The MEREDA Index, a quarterly measure of real estate activity in Maine, hit a 10-year peak through the third quarter of 2017, reaching 96 overall in a composite measurement covering new development, transactions involving existing properties, residential and commercial development.
“The chief takeaway is that the commercial and residential real estate markets, as well as construction employment, are continuing to be very strong,” Paul Peck, an attorney at Drummond & Drummond who serves as president of the Maine Real Estate and Development Association’s board, told Mainebiz in a telephone interview prior to the unveiling of the index at MEREDA’s annual real estate forecast conference today in Portland that was attended by more than 800 people. “It’s the highest level we’ve been at since the index began in the first quarter of 2006 — so that’s good news for Maine.”
Peck, who also is a principal at LWS Development, said the real estate sector has become the second-most-important driver of Maine’s GDP, behind only health care, according to the U.S. Bureau of Economic Analysis.
Peck pointed out that construction employment posted a 6.7% increase during the past six months, which is one of the strongest six-month periods for that indicator since 2010.

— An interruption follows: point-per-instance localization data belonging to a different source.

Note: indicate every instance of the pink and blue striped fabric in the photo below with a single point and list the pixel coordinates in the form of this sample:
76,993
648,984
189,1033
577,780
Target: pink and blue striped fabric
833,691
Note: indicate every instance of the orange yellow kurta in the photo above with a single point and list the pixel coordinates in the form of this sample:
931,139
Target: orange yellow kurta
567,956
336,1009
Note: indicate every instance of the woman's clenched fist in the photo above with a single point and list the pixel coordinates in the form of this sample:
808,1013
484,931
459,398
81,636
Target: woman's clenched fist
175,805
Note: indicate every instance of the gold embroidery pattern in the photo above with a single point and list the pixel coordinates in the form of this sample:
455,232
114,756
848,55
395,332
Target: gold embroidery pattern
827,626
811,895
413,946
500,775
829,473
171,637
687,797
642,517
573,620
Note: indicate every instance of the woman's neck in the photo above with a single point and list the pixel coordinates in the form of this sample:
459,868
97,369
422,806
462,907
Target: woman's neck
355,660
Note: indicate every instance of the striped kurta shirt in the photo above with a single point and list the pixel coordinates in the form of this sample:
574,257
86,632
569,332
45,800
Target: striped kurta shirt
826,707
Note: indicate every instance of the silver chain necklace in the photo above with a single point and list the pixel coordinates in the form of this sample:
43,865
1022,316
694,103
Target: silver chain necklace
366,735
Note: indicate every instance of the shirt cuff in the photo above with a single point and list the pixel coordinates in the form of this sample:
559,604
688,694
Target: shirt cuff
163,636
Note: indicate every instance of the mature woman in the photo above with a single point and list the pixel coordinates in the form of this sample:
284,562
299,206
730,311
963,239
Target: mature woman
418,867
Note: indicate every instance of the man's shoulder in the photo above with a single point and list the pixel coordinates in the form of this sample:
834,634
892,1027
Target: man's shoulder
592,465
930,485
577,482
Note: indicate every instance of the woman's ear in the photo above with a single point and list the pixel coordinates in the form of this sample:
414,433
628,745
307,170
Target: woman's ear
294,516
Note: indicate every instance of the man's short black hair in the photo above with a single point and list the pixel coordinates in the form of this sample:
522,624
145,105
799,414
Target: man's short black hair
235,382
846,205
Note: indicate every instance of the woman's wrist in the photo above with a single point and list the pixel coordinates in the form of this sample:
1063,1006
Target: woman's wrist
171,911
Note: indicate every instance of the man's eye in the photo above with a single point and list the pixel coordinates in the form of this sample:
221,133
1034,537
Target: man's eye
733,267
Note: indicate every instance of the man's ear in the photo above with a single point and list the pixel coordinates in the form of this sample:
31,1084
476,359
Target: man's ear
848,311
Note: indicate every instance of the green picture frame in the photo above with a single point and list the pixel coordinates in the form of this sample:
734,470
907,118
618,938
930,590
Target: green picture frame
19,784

“That’s significant,” he said. “Those a very good-paying jobs.”
In his written comments within the MEREDA Index report, Peck acknowledged that the flip side of the positive growth trend in construction employment — which includes both development and redevelopment in both the residential and commercial sectors — is the continuing challenge Maine contractors and subcontractors face in finding the workers they need.
“Growing capacity on the construction side of our industry will be the key to maintaining our economic trajectory,” Peck stated. “The demand exists, and this segment would likely grow more robustly if more skilled workers were available.”
Peck said MEREDA will be devoting more time and attention to workforce development in the construction trades during 2018. He said innovation and taking advantage of new building technologies involving offsite construction of modular units, which accelerate onsite construction and allow for fewer onsite workers, are two potential answers to the workforce problem that MEREDA and its members will be looking at more closely.
Shelly Clark, MEREDA’s vice president of operations, in her written comments reported that the MEREDA index — which is a composite of nine seasonally adjusted measures — showed a 1.5% gain over the six months from March to September 2017 and a 1.2% gain over the 12 months between September 2016 and September 2017.
The commercial component, which comprises 50% of the composite index, posted a modest retraction from the prior year, with the overall market declining by 1.6% in the six months ending in September.
“The commercial component overall still stands above the pre-recession levels (on all measures except square footage),” reported Shawn McKenna, vice president of commercial banking at Bangor Savings Bank. “This reflects the overall state of the Maine economy, which has also reached pre-recession levels of employment but is growing at a very slow pace, indicating relatively weak demand for commercial space.”
McKenna said much of the financing activity seen over the past year has been tied to “new construction projects still in the works, not yet ‘shovel ready,” and so would not dramatically impact economic indicators for another six months.
“Looking forward, there are some possible headwinds in the commercial market, primarily in the form of rising interest rates,” McKenna reported. “However, any dampening that higher interest rates may have is likely to be offset by the recent passage of the tax reform bill and continued competition among banks and other lending institutions for quality real estate transactions.”
The residential component, which comprises 40% of the composite index, saw 5.8% growth between March and September 2017 and 5.2% for the year-to-year period that ended in September 2017. Permits for new single- and multi-family construction posted more than 20% growth on a seasonally adjusted basis from March to September.
“Demand for housing in urban centers continues to build,” reported Erin Cooperrider, development director of Community Housing of Maine and a principal of The NewHeight Group. “This was dramatically evident in Portland, with more than a dozen construction projects underway in 2017. Many of these were market-rate projects, and the ongoing need for affordable housing is acute in Portland, where 71% of renters have low incomes and 74% of local home owners were unable to afford the median home price.”
Looking ahead, Cooperrider cited worker shortages as a concern that is likely to continue in 2018. “In combination with rising interest rates, this will start to slow production,” she stated.
The construction component, which comprises 10% of the composite index, rose 6.7% over the past six months — the strongest six-month period since 2010.
Joe Picoraro, vice president of PC Construction Co., reported that PC’s tracking and pursuit of projects mirrors the MEREDA Index’s finding that “the residential market has recently shown stronger growth metrics as compared with commercial markets.”
Picoraro reported that residential, commercial and industrial market sectors are likely to see “some level of continued growth” into 2018.